Have you ever started a relationship before you were?
Yes, I'm completely over my ex! Not only that but I don't know why I married him! I don't feel any emotion when I see him.. weird, right? So, my heart is open and really free and clear and ready to love another man. The problem is that I don't have anyone on sight:( LOL
Well now. Can you be comepletely over someone? I would think if the relationship had it's good moments, those would always stay with you. That relationship and being with that person has had an influence on you, your behavior and outlook on life. But if you mean are you still pining for something that you'll never have again, no. I'm not. Forward march. To answer the question in your first reply, no, it's not fair to yourself or the new person because you can't give that relationship all your attention.
Have I ever started a relationship before I was? Yes, in college. Ended up marrying him. Didn't last cause it really was a rebound thing...actually, for him too as he had just broken up with a g/f who had meant a lot to him.
I'm still madly in love with my late husband...
But, I am so ready for a new man.
Yup, ready for a new man. Hey, new men! Here we are! (waving)
Or at my age maybe I'm waiting for an old man!
Waving....whistling ....tapping fingers in table....tapping foot on floor....

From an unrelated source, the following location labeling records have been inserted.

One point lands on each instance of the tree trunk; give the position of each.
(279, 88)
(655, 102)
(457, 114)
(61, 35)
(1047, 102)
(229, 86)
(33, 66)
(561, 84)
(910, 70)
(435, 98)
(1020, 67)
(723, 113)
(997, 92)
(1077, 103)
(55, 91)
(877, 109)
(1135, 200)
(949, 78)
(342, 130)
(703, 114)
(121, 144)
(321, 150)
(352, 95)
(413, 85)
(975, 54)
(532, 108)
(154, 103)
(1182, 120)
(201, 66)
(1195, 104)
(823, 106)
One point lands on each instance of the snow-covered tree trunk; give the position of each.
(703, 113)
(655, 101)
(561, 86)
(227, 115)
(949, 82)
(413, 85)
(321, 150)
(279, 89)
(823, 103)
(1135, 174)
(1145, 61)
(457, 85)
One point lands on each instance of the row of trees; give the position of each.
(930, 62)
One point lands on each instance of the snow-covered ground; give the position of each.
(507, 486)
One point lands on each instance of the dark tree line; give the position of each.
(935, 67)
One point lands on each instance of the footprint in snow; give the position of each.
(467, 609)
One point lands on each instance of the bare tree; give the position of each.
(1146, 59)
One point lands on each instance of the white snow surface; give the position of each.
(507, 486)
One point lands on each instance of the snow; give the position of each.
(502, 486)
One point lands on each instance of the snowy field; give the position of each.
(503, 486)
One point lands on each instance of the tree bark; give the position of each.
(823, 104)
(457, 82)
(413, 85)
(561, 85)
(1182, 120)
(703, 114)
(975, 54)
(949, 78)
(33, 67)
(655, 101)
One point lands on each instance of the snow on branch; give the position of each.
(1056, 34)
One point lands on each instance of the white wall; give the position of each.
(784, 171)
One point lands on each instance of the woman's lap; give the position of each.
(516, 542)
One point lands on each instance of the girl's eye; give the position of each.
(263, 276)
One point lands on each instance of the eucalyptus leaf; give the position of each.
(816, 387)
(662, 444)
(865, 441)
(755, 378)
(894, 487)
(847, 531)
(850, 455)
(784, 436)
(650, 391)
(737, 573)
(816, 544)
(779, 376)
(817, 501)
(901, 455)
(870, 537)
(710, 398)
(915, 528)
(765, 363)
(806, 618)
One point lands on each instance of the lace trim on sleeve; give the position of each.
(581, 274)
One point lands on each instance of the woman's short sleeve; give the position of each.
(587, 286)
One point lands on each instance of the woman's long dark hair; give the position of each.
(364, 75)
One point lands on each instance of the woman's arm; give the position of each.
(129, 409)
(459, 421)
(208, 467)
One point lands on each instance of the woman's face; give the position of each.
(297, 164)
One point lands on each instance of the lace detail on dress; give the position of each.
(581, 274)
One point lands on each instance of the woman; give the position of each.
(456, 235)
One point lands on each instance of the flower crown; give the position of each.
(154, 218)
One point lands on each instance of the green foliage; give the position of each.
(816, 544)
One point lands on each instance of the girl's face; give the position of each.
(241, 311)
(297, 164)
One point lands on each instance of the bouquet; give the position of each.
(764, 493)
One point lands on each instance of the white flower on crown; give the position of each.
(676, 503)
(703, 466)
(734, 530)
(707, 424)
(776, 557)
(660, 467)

Mostly over him...still little twinges of hurt here and there....and once in a while I well up over the loss....but definitely moving forward and ready for someone new...if only....
Dodger...where are you? lmao
I am as over him as I can be. I think that a part of my heart will always belong to him, I loved him too long, too much to completely be 100% over him. But I am 98% over him. I don't want him back, wouldn't let him come back if he begged me to. I sometimes wonder why I married him, why I even loved him. But the good memories, and there are a lot of good memories, they out weigh the bad memories. But I know I am over him and ready for a new love,
Now, I will join the group waiting for the new man. Peeping out the window... standing in the door.....waving....here we are. Come on over.